Iklan

Iklan

Iklan

Selasa, 27 April 2010

“PROSES EKSEKUSI TERHADAP BENDA OBJEK PERJANJIAN FIDUSIA YANG BENTUK PERJANJIANNYA BERUPA AKTA DI BAWAH TANGAN MENURUT UNDANG-UNDANG NOMOR 42 TAHUN 19

Oleh : Denden Imadudin Soleh.,SH.


I. latar Belakang

Pembagian benda menurut Kitab Undang-Undang Hukum Perdata dibagi ke dalam 2 (dua) kelompok besar, yaitu benda bergerak dan tidak bergerak/tetap, pembagian itu membawa pengaruh di dalam cara pembebanannya. Sebagaimana diketahui bahwa menurut sistem hukum kita, dan juga hukum di kebanyakan negara-negara Eropa Kontinental, bahwa jika yang menjadi objek jaminan utang adalah benda bergerak, maka jaminannya diikat dalam bentuk gadai. Dalam hal ini, objek gadai tersebut harus diserahkan kepada pihak yang menerima gadai (kreditur). Sebaliknya, jika yang menjadi objek jaminan hutang adalah benda tidak bergerak, maka jaminan tersebut haruslah berbentuk hipotik (sekarang ada hak tanggungan). Dalam hal ini barang objek jaminan tidak diserahkan kepada kreditur, tetapi tetap dalam kekuasaan debitur.. Akan tetapi terdapat kasus-kasus dimana barang objek jaminan hutang masih tergolong barang bergerak, tetapi pihak debitur enggan menyerahkan kekuasaan atas barang tersebut kepada kreditur, sementara pihak kreditur tidak mempunyai kepentingan, bahkan kerepotan jika barang tersebut diserahkan kepadanya. Ada kalanya pihak kreditur dan pihak debitur sama-sama tidak berkeberatan agar diikatkan jaminan hutang berupa gadai atas hutang yang dibuatnya, tetapi barang yang dijaminkan karena sesuatu dan lain hal tidak dapat diserahkan kepemilikannya kepada hak kreditur.
Atas dasar alasan-alasan semacam itulah masyarakat membutuhkan lembaga jaminan yang lain daripada gadai yang disamping memungkinkan peminjam uang untuk tetap menggunakan benda jaminannya, juga memeberikan perlindungan yang kuat kepada kreditur dalam upaya mendapatkan pelunasan piutang dari debitur dikemudian hari. Akhirnya, muncullah bentuk jaminan baru dimana objeknya benda bergerak, tetapi kekuasaan atas benda tersebut tidak beralih dari debitur kepada kreditur. Yaitu Jaminan Fidusia.
Istilah Jaminan fidusia mempunyai pengertian yang berbeda dengan istilah fidusia.

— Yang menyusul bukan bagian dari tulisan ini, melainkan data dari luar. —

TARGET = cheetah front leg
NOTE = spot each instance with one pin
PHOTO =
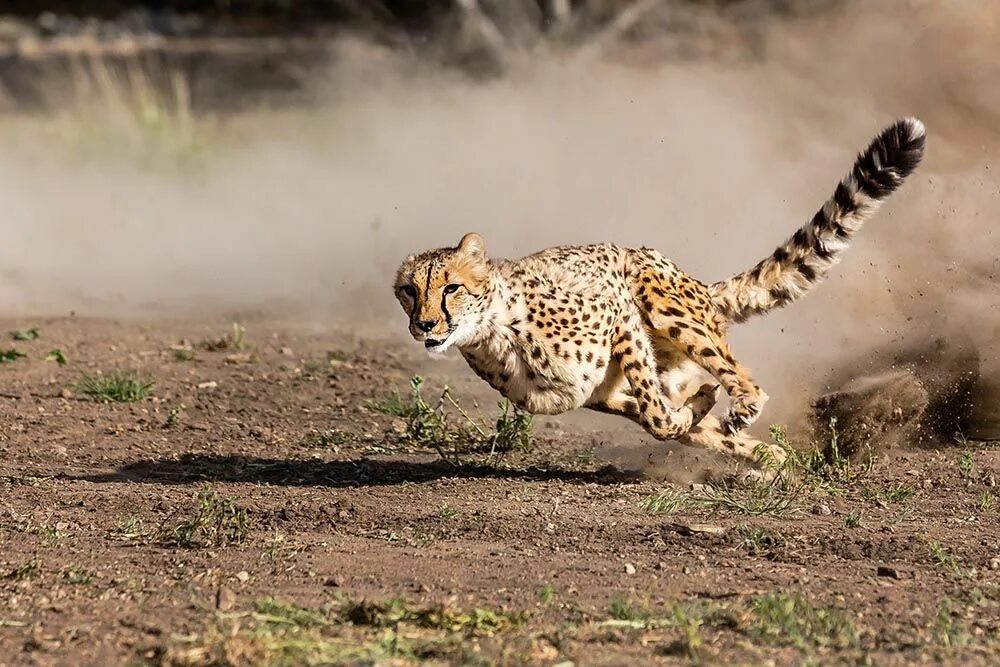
(680, 383)
(647, 405)
(614, 398)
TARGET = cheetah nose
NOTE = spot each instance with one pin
(426, 325)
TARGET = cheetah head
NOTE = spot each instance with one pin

Menurut Pasal 1 angka 1 Undang-Undang No 42 Tahun 1999 Tentang Jaminan Fidusia.menjelaskan bahwa,
Fidusia adalah pengalihan hak kepemilikan suatu benda atas dasar kepercayaan dengan ketentun bahwa benda yang hak kepemilikannya dialihkan tersebut tetap dalam penguasaan pemilik benda.

Sedangkan dalam Pasal 1 angka 2 Undng-Undang No 42 Tahun 1999 Tentang Jaminan Fidusia.menjelaskan bahwa,
Jaminan Fidusia adalah hak jaminan atas benda bergerak baik yang berwujud maupun yang tidak berwujud dan benda tidak bergerk khususnya bangunan yang tidak dapat dibebani hak tanggungan sebagaimana dimaksud dalam Undang-Undang No.4 tahun 1996 tentang Hak Tanggungan yang tetap berada dalam penguasaan pemberi fidusia sebagai agunan bagi pelunasan utang tertentu, yang memberikan kedudukan yang diutamakan kepada penerima fidusia terhadap kreditur lainnya.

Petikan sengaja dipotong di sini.